Este apenas le miraba a él; con las cejas ligeramente fruncidas, tenía los ojos en la firma.
—Ellen… Ellen… —musitó—. ¿No se llama así esa señora que no pudo asistir a su fiesta, porque se marchaba a América del Sur, mister Stamm?
—Sí, eso es… —la voz de Stamm era ronca—. Ellen Bruett, y admitió que conocía a Montague.
—No lo entiendo. ¿Por qué habría de estar esperándole en el automóvil? Aunque Montague estuviera enamorado de ella, ¿por qué habrían de reunirse de una manera tan furtiva?
—Se me antoja —interrumpió Leland— que Montague deseaba desaparecer para reunirse con esa mujer. Es un cobarde moral, y no ha tenido valor para venir a decirle a Bernice que deseaba romper su compromiso con ella, porque estaba enamorado de otra mujer. Además, es un actor, y es propio de él organizar un episodio dramático para eludir sus obligaciones. Siempre ha observado una conducta espectacular. A mí, personalmente, no me sorprende el resultado.
Vance le miró con ligera sonrisa.
—Pero el caso es, mister Leland, que todavía no hay resultado alguno…
—Seguramente —protestó Leland con cierto énfasis—, esa nota explica la situación.
—Explica muchas cosas —concedió Vance—. Pero no cómo Montague pudo salir del estanque para asistir a su cita, sin dejar la más ligera señal de sus huellas.
Leland estuvo mirando a Vance, mientras buscaba la pipa en el bolsillo.
—¿Está usted seguro —preguntó— de que no hay huellas de ninguna clase?

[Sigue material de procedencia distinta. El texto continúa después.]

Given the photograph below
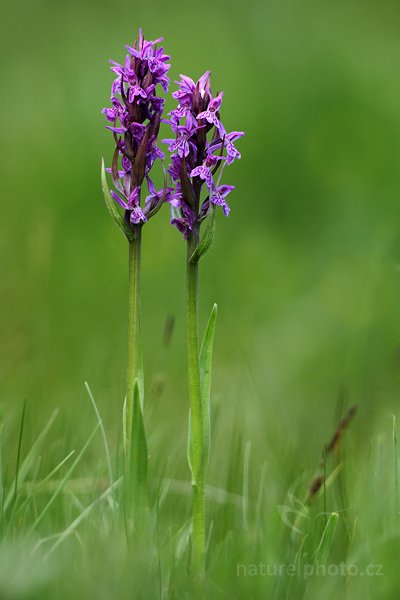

¡Oh, huellas hay! —respondió, tranquilamente, Vance—. Pero no pueden haber sido hechas por los pies de Montague. Además, no están en la parte baja de la orilla que lleva al Camino del Este. Las huellas, mister Leland, están en el cieno del fondo del estanque.
—¿En el fondo del estanque? —Leland respiró con fuerza, y observé que dejaba caer un poco de tabaco al llenar su pipa—. ¿Qué clase de huellas son?
Vance levantó los ojos al techo.
—Es difícil de explicar. Parecen las huellas de alguna bestia, algún monstruo gigantesco y prehistórico.
¡El dragón! —las palabras sonaron casi como una explosión en los labios de Leland. Luego lanzó una carcajada breve y seca, y encendió la pipa con dedos temblorosos—. No puedo admitir, sin embargo —añadió—, que la desaparición de Montague tenga nada que ver con la mitología.
—Yo estoy seguro de que no —repuso Vance con indiferencia—. Pero, al fin y al cabo, hay que explicar de alguna manera las asombrosas huellas que hemos encontrado en el fondo del estanque.
—Me hubiera gustado ver esas huellas —dijo, obstinadamente, Leland—. Pero supongo que es demasiado tarde ya —se acercó a la ventana—. El agua ya está entrando por las compuertas.
En aquel momento sonaron unos pasos pesados en el vestíbulo, y apareció Snitkin en la puerta, con varias hojas de papel en la mano.
—Aquí están las copias, sargento —el detective hablaba con voz alterada. Era evidente que nuestra aventura había causado en él un efecto inquietante—. Ya tengo a los hombres trabajando en el filtro, y las compuertas de la presa están cerradas. ¿Qué manda usted ahora?
—Vuelva a dirigir el trabajo —le ordenó Heath, tomando los dibujos—. Y cuando hayan acabado, mande a la gente a su casa y vuelva a su puesto en la puerta del Camino del Este.
Snitkin saludó y salió sin añadir una palabra.
Vance se acercó a Heath, sacó el monóculo y estudió los dibujos.
—Muy bien hechos —comentó con admiración—. Ese hombre es un dibujante natural. Aquí hay copias de las huellas del estanque, mister Leland.
Leland se acercó con alguna vacilación al lado del sargento y miró los dibujos. Yo le observé atentamente mientras los examinaba, pero no me fue posible advertir el menor cambio de expresión en su cara.
Por fin levantó la cabeza, y sus ojos tranquilos se volvieron lentamente hacia Vance.
—Muy notable —dijo, y añadió con una voz incolora—: No puedo imaginar qué puede haber hecho esas señales tan raras en el fondo del estanque.